While the ensemble members are generally very enthusiastic about participating in the company, there have been some obstacles. “It’s a huge time commitment, and kids are still learning how to juggle multiple commitments and family obligations,” said Krumbein. In 2012, a student didn’t show up for rehearsal three days before the show was supposed to start and a six-and-half-month pregnant Krumbein had to play her part.
The group rehearses for six hours a week and performs two plays a year — usually one Shakespeare work and another contemporary script — and Krumbein has high expectations. But she said she believes the students are actually “hungry for somebody to be demanding of them” and that her exacting standards are necessary in order to dispel the negative stereotypes about youth in Oakland. “I feel like these kids are starting at a deficit,” she said. “It’s not enough just to be good, you have to be so good that you’re actively disproving the bullshit that people think about you.”

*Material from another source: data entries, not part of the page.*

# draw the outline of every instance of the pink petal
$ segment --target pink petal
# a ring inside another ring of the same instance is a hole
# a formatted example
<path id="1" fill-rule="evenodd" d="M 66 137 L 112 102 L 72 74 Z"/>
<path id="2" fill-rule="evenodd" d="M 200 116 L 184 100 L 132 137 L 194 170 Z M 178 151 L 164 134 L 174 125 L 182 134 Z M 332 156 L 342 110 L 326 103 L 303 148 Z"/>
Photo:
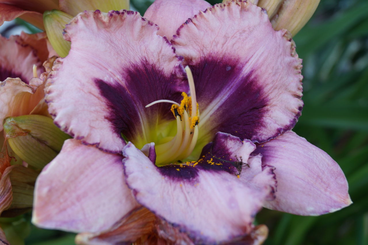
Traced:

The dedication the ensemble requires of the students is also one that helps them in other aspects of their lives. “I’ve been lazy in school sometimes, but with GCR I’m starting to understand how to handle my business,” said Maurice Jones, who is a junior at Oakland Tech. “You can’t slack off and expect to get somewhere.” For Jones, part of Gritty City Repertory’s appeal was how the program could alter how people perceived him. “People see me, they think I’m an African-American kid in Oakland, that I’m just a silly person and that I’m no one to be taken seriously,” he said. “I wanted to change that.”
Jones has an important role in Caught Up, the upcoming play that the ensemble will be performing from January 9-18 at Un-Scripted Theater Company in San Francisco. Co-written by Krumbein and playwright Tom Bruett, the play was inspired by the book The New Jim Crow, and narrates stories about the prison-industrial complex, mass incarceration, and why so many young black men are caught up in the system. In a scene near the end of the play, Jones plays a convict left in his cell while the other characters watch. “It’s one of the first times I’ve had to take on the emotion of sadness,” said Jones. “I didn’t know if I was ready to get into this character and make people feel these emotions.” Ultimately, he was able to empathize with the inmate he is playing. “Now I understand what it must feel like to be in a closed space, a cold, uncomfortable situation,” he said.
Krumbein believes it is the relevance of GCR’s plays to an urban population and the diversity of the company — which includes African-American, Latino, Asian-American, and biracial students — that entices non-traditional theatergoers to come to their shows. “A third of our audience are first-time theatergoers,” said Krumbein. “The theater world tends to be very white, so having a diversity of ethnicity reflected on stage reinforces really positive things.”
Torio’s hope is that the company’s shows will change the impression that most people have of Oakland. “Oakland is looked at as being a really bad place, but we have so much going on here that people don’t hear about,” she said. “I hope that it [GCR] makes people proud of Oakland.”